If it seems to you like everyone is into quilting, you aren’t mistaken. There are between 7 and 10 million quilters in the United States. Orem is home to one of Utah’s largest quilt guilds, with over 270 members. Founded at the Orem Library with 19 members, the Utah Valley Quilt Guild is still going strong after 40 years. If you would like to learn how to quilt, Orem Library has a great collection of books to get you started.
Quilter’s Academy Vol. 1. Freshman Year : A Skill-building Course in Quiltmaking
By Harriet and Carrie Hargrave
A great series to check out is Quilter’s Academy by Harriet and Carrie Hargrave. This five volume set (freshman to master) walks you through skill builders, tips, technics, and graduated projects to help you master the art of quiltmaking.
Quilts from Sweet Jane: Easy Quilt Patterns Using Precuts
By Sue Pfau
Layer cakes, jelly rolls, and candy are not only delicious treats; they are names of pre-cut fabrics for quilting. Pre-cuts are a great way for beginners to get started. The library has lots of quilt books with patterns designed for precuts. Quilts from Sweet Jane by Sue Pfau features 10 fun, easy-peasy quilt patterns that can be pieced in a weekend. Charm School—18 Quilts from 5″ Squares: A Beginner’s Guide by Vanessa Goertzen is also a great book that features fun projects made from precut squares. If bigger blocks are your thing, sample Easy layer-cake quilts 2: more simple quilts from 10″ squares by Barbara Groves, which features quilts that are made from larger pieces and will work up pretty quickly. If you don’t have pre-cuts, you can cut your own 5” or 10” squares out of scraps.

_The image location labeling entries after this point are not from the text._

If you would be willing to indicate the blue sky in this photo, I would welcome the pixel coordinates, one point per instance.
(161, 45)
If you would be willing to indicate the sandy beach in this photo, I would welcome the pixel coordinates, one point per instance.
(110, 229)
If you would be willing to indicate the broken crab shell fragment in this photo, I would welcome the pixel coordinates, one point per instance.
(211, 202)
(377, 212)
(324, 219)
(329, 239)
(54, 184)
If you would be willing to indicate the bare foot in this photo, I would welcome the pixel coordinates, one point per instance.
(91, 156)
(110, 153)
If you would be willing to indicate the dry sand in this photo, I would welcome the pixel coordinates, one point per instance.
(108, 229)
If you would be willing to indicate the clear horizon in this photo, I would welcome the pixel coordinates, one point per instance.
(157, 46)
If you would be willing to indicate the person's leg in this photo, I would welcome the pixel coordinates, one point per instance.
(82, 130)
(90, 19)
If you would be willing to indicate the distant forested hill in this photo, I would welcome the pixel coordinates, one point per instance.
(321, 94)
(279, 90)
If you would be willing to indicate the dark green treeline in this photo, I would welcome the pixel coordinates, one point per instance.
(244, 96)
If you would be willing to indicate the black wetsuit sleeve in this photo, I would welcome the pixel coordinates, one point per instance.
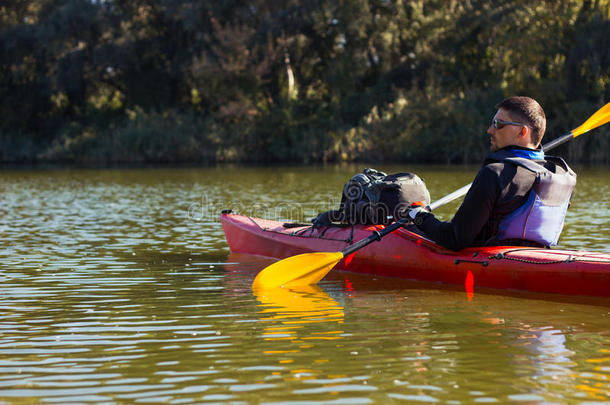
(470, 218)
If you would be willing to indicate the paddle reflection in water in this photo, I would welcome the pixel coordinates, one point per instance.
(290, 310)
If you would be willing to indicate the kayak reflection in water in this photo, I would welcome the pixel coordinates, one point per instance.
(519, 196)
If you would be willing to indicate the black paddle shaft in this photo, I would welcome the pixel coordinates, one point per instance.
(375, 236)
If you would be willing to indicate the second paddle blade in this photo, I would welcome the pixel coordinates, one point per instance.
(304, 269)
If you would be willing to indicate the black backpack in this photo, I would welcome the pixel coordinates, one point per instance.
(373, 197)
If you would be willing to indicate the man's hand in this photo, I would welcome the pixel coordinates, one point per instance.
(416, 208)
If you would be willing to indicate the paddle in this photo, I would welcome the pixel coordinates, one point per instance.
(309, 268)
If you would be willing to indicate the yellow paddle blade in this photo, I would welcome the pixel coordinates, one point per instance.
(305, 269)
(600, 117)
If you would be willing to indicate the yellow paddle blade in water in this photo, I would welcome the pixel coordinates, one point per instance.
(601, 117)
(304, 269)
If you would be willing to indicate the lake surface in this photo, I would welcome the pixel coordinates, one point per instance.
(117, 286)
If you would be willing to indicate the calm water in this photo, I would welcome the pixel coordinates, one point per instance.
(117, 287)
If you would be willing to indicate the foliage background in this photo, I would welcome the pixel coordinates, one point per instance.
(104, 82)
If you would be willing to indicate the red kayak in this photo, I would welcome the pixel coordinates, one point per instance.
(404, 254)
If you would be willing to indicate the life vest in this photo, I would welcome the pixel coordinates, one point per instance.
(541, 217)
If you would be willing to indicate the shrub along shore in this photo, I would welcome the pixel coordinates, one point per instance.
(177, 81)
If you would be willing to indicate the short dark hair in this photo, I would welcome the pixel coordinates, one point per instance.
(528, 111)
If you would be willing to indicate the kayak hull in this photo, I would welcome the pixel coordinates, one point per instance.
(404, 254)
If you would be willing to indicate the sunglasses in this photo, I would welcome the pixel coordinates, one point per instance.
(499, 124)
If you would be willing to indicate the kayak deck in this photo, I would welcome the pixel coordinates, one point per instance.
(407, 255)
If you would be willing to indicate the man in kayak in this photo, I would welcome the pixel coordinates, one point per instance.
(519, 197)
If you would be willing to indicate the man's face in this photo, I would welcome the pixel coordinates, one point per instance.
(507, 135)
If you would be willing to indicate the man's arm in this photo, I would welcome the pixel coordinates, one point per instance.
(469, 218)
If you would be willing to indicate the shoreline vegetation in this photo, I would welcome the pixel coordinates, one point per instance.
(258, 82)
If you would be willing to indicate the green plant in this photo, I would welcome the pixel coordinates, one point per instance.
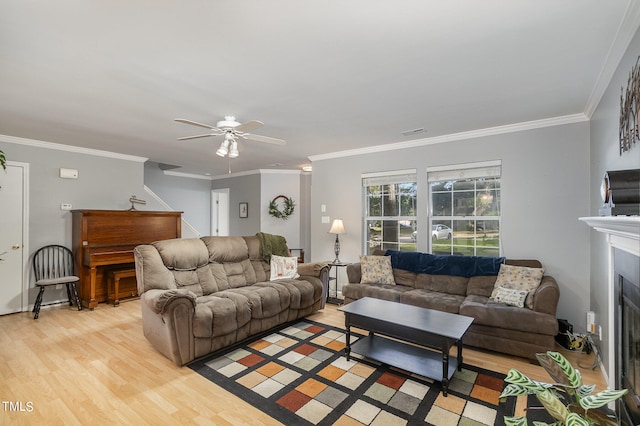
(581, 408)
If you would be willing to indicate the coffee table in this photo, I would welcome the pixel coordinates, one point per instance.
(435, 332)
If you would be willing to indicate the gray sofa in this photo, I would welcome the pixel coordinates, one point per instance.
(199, 295)
(512, 330)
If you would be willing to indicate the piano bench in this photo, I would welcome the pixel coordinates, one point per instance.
(113, 282)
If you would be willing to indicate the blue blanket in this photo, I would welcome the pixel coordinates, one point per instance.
(461, 266)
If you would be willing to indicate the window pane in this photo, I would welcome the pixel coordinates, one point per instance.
(374, 202)
(463, 203)
(488, 203)
(442, 204)
(407, 193)
(470, 208)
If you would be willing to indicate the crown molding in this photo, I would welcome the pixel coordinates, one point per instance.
(627, 30)
(70, 148)
(491, 131)
(185, 175)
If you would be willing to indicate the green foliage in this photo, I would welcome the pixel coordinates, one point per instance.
(568, 381)
(286, 211)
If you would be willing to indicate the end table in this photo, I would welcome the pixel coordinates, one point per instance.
(336, 267)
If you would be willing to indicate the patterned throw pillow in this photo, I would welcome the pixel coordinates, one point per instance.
(511, 296)
(376, 270)
(518, 278)
(284, 267)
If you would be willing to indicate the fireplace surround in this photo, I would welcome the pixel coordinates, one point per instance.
(623, 237)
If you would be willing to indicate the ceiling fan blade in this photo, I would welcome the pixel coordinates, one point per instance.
(194, 123)
(249, 126)
(265, 139)
(197, 136)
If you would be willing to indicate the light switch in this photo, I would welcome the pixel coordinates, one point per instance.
(68, 173)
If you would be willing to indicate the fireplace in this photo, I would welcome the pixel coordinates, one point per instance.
(623, 310)
(627, 331)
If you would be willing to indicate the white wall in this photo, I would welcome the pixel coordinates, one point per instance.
(545, 188)
(605, 156)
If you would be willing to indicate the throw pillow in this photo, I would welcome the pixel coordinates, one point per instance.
(511, 297)
(376, 270)
(519, 278)
(284, 267)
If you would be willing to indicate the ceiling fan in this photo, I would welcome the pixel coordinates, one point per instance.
(232, 131)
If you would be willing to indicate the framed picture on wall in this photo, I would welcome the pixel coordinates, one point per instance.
(244, 210)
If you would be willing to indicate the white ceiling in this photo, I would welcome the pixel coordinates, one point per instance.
(326, 76)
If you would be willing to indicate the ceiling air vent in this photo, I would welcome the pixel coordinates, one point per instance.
(413, 131)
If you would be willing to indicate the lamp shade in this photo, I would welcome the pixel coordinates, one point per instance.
(337, 227)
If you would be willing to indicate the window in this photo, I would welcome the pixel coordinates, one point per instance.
(465, 209)
(390, 211)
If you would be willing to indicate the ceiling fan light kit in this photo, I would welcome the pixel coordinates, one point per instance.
(232, 130)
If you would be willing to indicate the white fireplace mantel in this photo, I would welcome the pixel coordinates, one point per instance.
(623, 231)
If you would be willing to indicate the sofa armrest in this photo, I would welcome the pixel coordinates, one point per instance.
(167, 323)
(162, 301)
(354, 273)
(547, 295)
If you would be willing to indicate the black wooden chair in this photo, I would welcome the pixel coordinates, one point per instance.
(53, 265)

Moda All-Stars Cakewalk: A Carnival of Quilts That Begin with 10″ Layer Cake Squares
By Lissa Alexander
This quilting book offers patterns from 13 quilt designers, all beginning with 10” squares. The patterns are clearly written and offer a nice range of styles and levels of difficulty. Lissa Alexander has curated several books in this same style for quilt designs starting with other sizes of precut fabrics as well as scraps. They are all highly recommended.
If you aren’t ready to tackle a throw or a baby blanket, consider making some cute hot pads, trivets, or coasters out of your blocks. Check out the 746.6 area of the library for lots of cute ideas. If you need access to a sewing machine, check out the Makerspace in the south basement of the library. The helpful staff can get you started. It is so fun to make something that is uniquely yours. Once you get started you won’t want to stop.